А он, Бусыгин, как и его товарищи, шел навстречу этому испепеляющему огню, в гибнущий Сталинград. Шел туда с мыслью драться. Другой мысли у Бусыгина — будет ли он жить или убьют его — не было, да он и не думал о себе, о своей личной судьбе. Не думал, как и другие. Общая беда заслонила и приглушила личные заботы, неурядицы, обиды и мучения, а может, в думах о судьбах общих, о всем городе содержалась частица личного. Ведь останься город жить, значит, будет жить и он, Бусыгин; переправься вот сейчас через Волгу и займи клочок земли в горящем городе — это уже полбеды одоленной и пережитой. «Главное — зацепиться… ухватиться», — думал Бусыгин, и если бы в мирное время его, поменыпей мере, скромные желания показались бы до жути дикими и жестокими, то в войну он в этом ничего иного, кроме единственного большого желания, не видел и не желал для себя.

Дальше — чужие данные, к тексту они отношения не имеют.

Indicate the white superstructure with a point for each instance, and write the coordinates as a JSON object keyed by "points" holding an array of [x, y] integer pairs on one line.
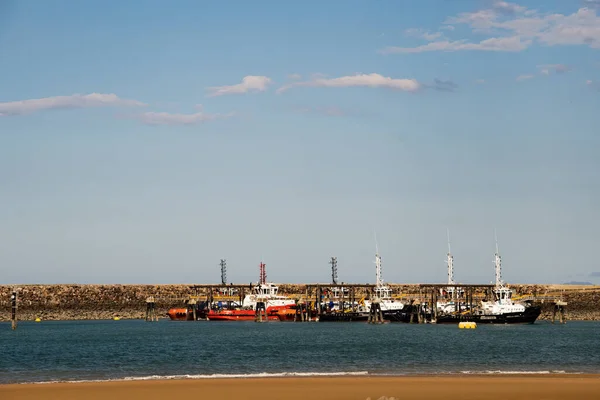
{"points": [[382, 292], [503, 303]]}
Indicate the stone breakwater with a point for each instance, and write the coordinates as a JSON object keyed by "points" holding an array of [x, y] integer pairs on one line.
{"points": [[86, 302]]}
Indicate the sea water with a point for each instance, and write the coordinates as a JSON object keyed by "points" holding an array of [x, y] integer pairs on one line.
{"points": [[133, 349]]}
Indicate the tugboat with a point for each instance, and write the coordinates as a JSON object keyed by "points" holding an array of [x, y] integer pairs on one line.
{"points": [[391, 309], [502, 310], [264, 296], [451, 294]]}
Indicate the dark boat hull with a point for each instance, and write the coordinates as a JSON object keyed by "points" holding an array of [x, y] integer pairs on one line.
{"points": [[344, 317], [529, 316]]}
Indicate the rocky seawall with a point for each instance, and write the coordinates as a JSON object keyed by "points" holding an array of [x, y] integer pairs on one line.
{"points": [[89, 302]]}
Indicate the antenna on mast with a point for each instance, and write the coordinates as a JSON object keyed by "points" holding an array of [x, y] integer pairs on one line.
{"points": [[378, 276], [333, 263], [450, 261], [498, 263], [263, 273], [223, 272]]}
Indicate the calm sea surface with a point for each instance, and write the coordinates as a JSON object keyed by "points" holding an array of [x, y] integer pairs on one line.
{"points": [[103, 350]]}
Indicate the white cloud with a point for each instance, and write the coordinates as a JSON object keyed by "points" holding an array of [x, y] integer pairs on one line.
{"points": [[329, 111], [63, 102], [547, 69], [359, 80], [164, 118], [509, 44], [524, 77], [515, 28], [508, 8], [593, 85], [423, 34], [250, 83]]}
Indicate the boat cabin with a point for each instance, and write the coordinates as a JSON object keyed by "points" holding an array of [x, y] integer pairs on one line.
{"points": [[383, 292], [503, 295], [265, 289]]}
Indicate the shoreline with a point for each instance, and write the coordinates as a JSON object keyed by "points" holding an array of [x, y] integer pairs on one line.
{"points": [[469, 386], [314, 375]]}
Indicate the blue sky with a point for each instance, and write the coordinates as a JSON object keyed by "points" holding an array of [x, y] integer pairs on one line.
{"points": [[142, 142]]}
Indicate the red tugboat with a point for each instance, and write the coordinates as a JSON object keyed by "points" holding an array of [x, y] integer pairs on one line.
{"points": [[264, 296]]}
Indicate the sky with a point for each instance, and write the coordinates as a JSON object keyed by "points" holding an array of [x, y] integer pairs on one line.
{"points": [[142, 142]]}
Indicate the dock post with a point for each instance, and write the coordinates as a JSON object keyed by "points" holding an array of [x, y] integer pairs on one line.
{"points": [[375, 314], [260, 307], [13, 314], [151, 309]]}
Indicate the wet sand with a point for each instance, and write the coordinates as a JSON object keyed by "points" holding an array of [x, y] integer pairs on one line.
{"points": [[547, 387]]}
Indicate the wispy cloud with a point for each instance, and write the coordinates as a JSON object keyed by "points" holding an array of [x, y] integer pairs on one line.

— Только бы ухватиться… — повторил он с твердостью вслух.
И свою единственную дорогу в город торил в ту пору каждый солдат. Это была дорога для тех, кто ничего не забирал и не оставлял в городе, не знал ни его улиц и достопримечательностей, ни парков и пляжей, ни радостей и забот. Не знал по той простой причине, что не жил в нем, но сейчас все же шел туда упорно, сознавая, что город пусть и чужой для тебя, просто незнакомый, но все же нашенский, и его нужно оборонять, как говорил комиссар, по зову долга.
Потом Бусыгин снова подумал о том, что как, в сущности, мало нужно солдату. Уцепиться за клочок земли, за лестничную клетку, проем в стене обугленного дома… Даже год назад, в сорок первом, когда во сто крат было тяжелее, Бусыгин не испытывал этой стесненности, как теперь, и именно здесь, в Сталинграде. И причиной этому было не ощущение простора земли и не то, что сами по себе узкие переулки в городе мешали двигаться войскам, а вдобавок теперь лягут на пути развалины домов, — нет, вовсе не это порождало ощущение стесненности и даже тесноты, а нечто другое, не поддающееся понятию, почти подсознательное чувство невозможности свободно ходить, смеяться, глядеть, думать и — если хотите — дышать. На языке военных это называется чувством потери рубежа. Уж очень далеко зашел немец, и война стала глубинной…
ГЛАВА ВТОРАЯ
И несмотря на то что там, в горящем городе, было не только тесно и удушливо от жары и дыма, но и страшно опасно — всё и все стремились туда.